“The classical explanation for breaking a glass at the end of the wedding is to recall the destruction of Jerusalem. As the glass is broken, everyone screams out Mazel Tov! There is something peculiar, not only about recalling an historic tragedy at that exact moment, but also shouting for joy just as it is recalled.
Yet the message is the same as bitter herbs on Passover. We do not only eat bitter herbs, we make a blessing over them. Then we dip them into haroset, which is sweet. The duality of life is symbolized by the historical memory wrapped in a wedding, and the bitter herb mixed with the haroset. Bitterness is not incidental and not fleeting but it is also not final. In defiance of hundreds of years of slavery (bitter herbs) or national catastrophe (the broken glass) we affirm the essential goodness of life that can be so painful.
It is tricky to be optimistic without being simultaneously in denial.

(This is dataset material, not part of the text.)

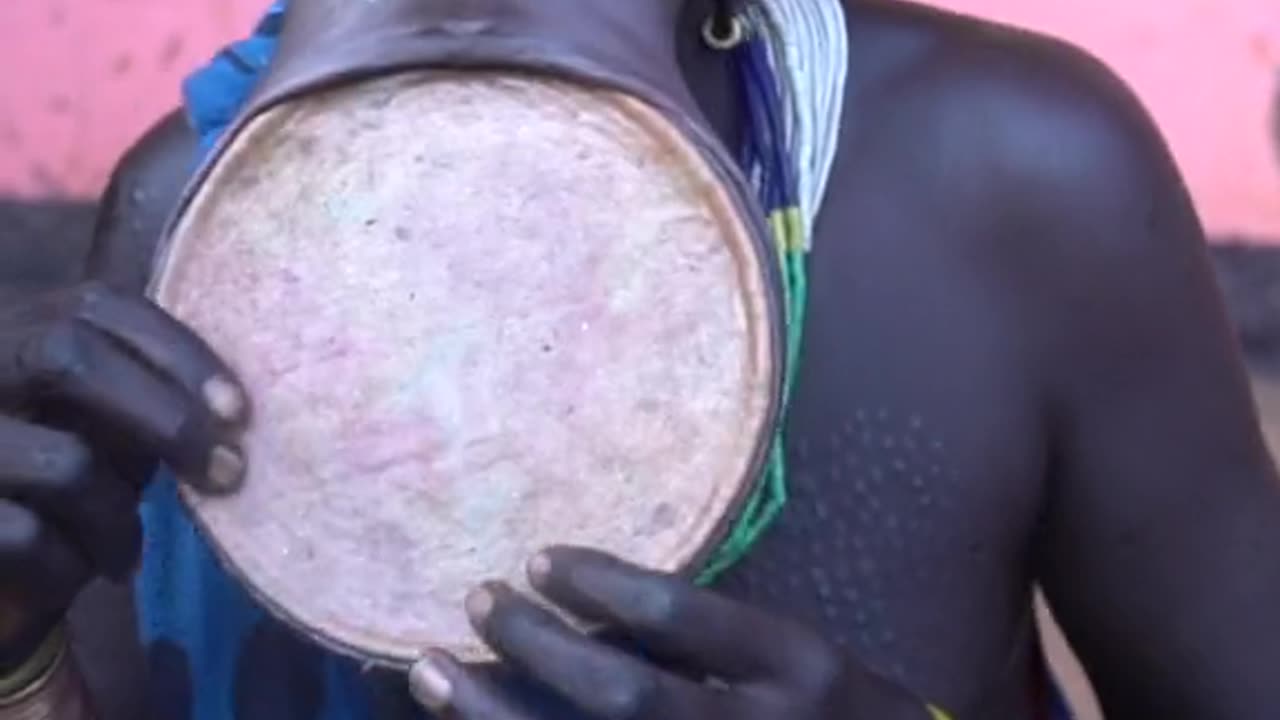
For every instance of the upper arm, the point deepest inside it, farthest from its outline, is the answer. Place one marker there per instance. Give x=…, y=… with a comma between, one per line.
x=142, y=192
x=1161, y=546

Judaism manages the delicate balancing act: pain is real, even at our most celebratory moments. But final victory belongs to the sweetness, the embrace, the promise that one day all weeping will give way to joy.”
-Rabbi David Wolpe
The earliest rationale for breaking something at a wedding is in the Talmud (can’t find citation). A rabbi was afraid all the merrymaking would attract the Evil One so he broke a plate to sound a discordant note. The explanation of the destruction of the Temple came much later…but so what? Jews are always re-inventing themselves and Judaism…500 years from now it will have a whole new explanation.